ISSUE 12, CLASSIC COOKBOOKS, Part 6: Mrs. Elliott's Housewife 1870
North Carolina Cookery at its Finest
Mrs. Elliott’s Housewife
It was not the first North Carolina Cookbook—Maria Massey Barringer’s Dixie Cookery preceded it by three years. But Sarah Elliott’s is the most local, comprehensive, and evocative expression of North Carolina cooking published in the nineteenth century. Both Barringer’s and Elliott’s books spoke to the new political circumstance of white women in the post Civil War South. The enslaved cooks who had labored in the kitchens of white households before the war were liberated; white families found themselves newly indigent and incapable of hiring servants; and a large proportion of the male population had died or been disable during the war, elevating women into the entire management of households.
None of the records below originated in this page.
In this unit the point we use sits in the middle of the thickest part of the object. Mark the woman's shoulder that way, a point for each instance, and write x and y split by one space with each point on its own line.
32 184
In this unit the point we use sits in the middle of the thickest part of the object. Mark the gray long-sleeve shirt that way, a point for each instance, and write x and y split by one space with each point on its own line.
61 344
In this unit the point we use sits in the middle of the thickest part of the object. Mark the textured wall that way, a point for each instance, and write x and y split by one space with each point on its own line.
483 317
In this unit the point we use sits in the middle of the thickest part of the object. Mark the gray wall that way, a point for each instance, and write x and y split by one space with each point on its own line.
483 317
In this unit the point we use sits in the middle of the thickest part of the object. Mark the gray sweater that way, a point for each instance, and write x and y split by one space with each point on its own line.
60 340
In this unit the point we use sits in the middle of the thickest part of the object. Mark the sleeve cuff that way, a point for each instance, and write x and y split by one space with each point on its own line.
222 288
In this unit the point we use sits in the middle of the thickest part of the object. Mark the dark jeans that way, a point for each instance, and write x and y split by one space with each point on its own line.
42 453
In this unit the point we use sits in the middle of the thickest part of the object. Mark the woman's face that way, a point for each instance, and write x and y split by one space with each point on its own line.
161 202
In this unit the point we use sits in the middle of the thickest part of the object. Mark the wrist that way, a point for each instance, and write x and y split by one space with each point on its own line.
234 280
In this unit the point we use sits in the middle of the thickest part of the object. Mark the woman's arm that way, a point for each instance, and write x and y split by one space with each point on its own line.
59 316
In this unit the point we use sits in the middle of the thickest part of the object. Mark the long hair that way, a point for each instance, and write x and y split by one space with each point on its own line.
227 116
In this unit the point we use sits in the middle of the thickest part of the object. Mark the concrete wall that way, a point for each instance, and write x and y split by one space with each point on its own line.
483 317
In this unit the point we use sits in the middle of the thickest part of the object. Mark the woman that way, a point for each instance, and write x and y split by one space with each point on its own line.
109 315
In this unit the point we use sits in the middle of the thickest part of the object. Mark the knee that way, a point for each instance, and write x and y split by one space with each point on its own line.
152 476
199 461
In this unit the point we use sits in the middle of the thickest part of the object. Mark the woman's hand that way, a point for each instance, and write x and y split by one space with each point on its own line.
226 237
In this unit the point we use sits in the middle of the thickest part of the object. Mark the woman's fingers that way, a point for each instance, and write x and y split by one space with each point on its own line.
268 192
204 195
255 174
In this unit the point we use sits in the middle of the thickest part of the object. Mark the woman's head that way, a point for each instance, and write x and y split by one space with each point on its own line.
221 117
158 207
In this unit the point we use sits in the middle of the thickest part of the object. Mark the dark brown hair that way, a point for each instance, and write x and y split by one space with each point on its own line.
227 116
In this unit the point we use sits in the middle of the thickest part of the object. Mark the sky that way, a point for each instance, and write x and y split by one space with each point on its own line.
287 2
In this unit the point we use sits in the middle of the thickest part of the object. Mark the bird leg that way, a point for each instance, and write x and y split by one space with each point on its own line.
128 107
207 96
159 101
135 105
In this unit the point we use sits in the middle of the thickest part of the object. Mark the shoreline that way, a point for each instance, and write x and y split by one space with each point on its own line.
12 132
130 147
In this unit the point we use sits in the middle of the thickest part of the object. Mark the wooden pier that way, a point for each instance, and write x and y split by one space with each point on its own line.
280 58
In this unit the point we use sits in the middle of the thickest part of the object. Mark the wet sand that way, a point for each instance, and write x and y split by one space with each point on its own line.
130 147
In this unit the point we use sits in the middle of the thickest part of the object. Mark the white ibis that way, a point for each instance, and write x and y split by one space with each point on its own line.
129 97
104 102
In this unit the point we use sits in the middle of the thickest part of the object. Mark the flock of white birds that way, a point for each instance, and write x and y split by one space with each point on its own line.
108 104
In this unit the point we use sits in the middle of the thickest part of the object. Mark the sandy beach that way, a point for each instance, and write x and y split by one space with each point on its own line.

As Elliott proclaimed in her Preface, “The change of times in the South indicates to woman there a solemn duty. In the discharge of it she must look to God to sustain her. Her influence at home and abroad over her own sex, and through the various circles of human life, makes it a duty to call into action the power of the mind, and lay every resources under contribution.”
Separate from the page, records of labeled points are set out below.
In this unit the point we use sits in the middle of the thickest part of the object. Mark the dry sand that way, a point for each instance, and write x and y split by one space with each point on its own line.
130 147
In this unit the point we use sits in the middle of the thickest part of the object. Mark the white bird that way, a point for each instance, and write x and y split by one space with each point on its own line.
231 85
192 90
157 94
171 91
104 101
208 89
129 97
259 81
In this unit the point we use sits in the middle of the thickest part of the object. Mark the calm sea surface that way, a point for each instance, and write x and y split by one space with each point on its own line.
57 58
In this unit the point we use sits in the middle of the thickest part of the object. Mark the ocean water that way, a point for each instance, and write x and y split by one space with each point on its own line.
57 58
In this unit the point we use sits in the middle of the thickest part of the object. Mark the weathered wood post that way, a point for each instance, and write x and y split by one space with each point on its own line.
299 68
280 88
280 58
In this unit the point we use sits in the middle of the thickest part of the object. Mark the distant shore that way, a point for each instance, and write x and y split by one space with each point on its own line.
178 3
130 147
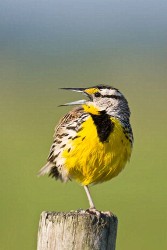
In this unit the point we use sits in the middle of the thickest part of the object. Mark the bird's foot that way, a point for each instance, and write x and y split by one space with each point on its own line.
93 210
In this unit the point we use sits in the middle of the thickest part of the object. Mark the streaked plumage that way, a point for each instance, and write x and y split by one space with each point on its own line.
93 142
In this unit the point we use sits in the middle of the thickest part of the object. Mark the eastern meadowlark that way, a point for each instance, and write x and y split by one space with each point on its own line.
93 142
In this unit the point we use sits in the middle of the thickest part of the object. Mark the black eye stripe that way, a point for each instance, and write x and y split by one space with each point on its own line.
112 96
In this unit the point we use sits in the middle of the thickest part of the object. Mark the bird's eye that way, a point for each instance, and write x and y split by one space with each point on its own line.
97 94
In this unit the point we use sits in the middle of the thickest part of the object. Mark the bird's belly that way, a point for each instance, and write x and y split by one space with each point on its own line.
91 161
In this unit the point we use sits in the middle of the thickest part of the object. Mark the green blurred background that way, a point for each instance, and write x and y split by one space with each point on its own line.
45 45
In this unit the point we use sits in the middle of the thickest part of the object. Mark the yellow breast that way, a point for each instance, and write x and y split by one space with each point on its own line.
91 161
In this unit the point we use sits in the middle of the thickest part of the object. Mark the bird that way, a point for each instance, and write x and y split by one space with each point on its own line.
93 142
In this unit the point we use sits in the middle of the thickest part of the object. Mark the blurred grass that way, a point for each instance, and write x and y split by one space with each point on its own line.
34 64
29 113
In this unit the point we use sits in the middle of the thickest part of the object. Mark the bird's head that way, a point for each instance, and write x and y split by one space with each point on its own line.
102 98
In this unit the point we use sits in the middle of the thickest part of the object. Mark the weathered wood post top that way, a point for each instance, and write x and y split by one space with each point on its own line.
77 230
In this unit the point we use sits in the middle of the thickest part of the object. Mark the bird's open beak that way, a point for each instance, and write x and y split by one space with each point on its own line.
80 102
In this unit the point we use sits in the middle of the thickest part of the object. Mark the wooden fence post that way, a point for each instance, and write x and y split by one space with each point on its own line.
77 230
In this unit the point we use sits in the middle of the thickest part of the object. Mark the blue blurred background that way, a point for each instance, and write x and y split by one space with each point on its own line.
49 44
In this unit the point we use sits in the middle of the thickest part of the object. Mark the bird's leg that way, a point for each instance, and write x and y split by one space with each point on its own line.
92 206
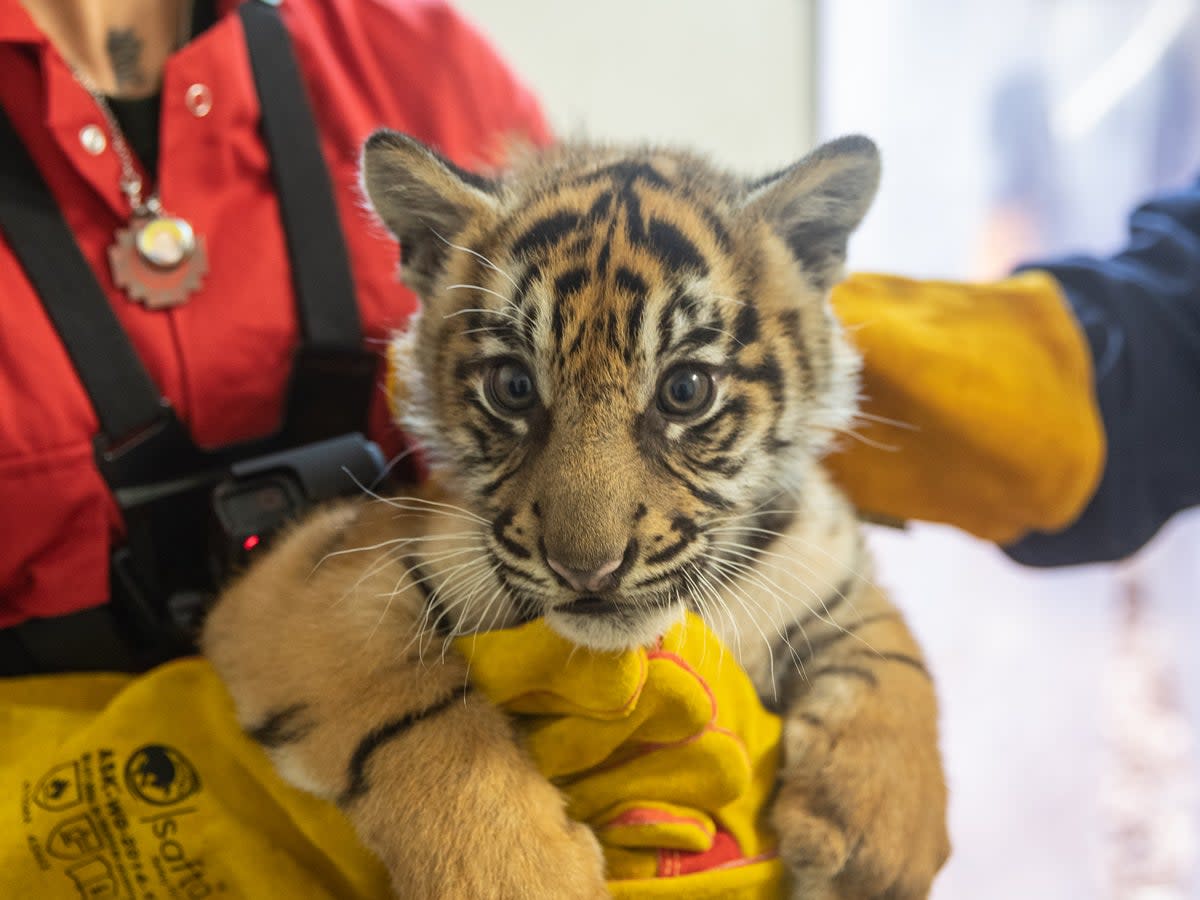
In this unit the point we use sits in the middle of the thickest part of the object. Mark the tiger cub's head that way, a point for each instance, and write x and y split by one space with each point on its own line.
618 351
Elliott composed her instructions on cookery while living at Oxford, NC. Yet it drew own decades of experience, including a protracted stint as a boarding house keeper at Chapel Hill, feeding the students of the College of North Carolina. (Her recipe for possum and sweet potatoes was particularly savored by these students, she notes). That circumstance explains several notable dimensions of the book—its variety, the orderliness, and its attention to breakfast and supper as well as dinner. Lunch had not yet much impressed itself on southern households outside of cities. Because boarding house keepers operated in a zone of the cooking profession, she shares with the systemic northern cookbook writers an ideal of the model kitchen that she presents before giving any particular recipe. She also gives instructions on what constitutes an ideal servant, indicating the ambition that still drives the white woman cook is to manage a staff that performs the labor.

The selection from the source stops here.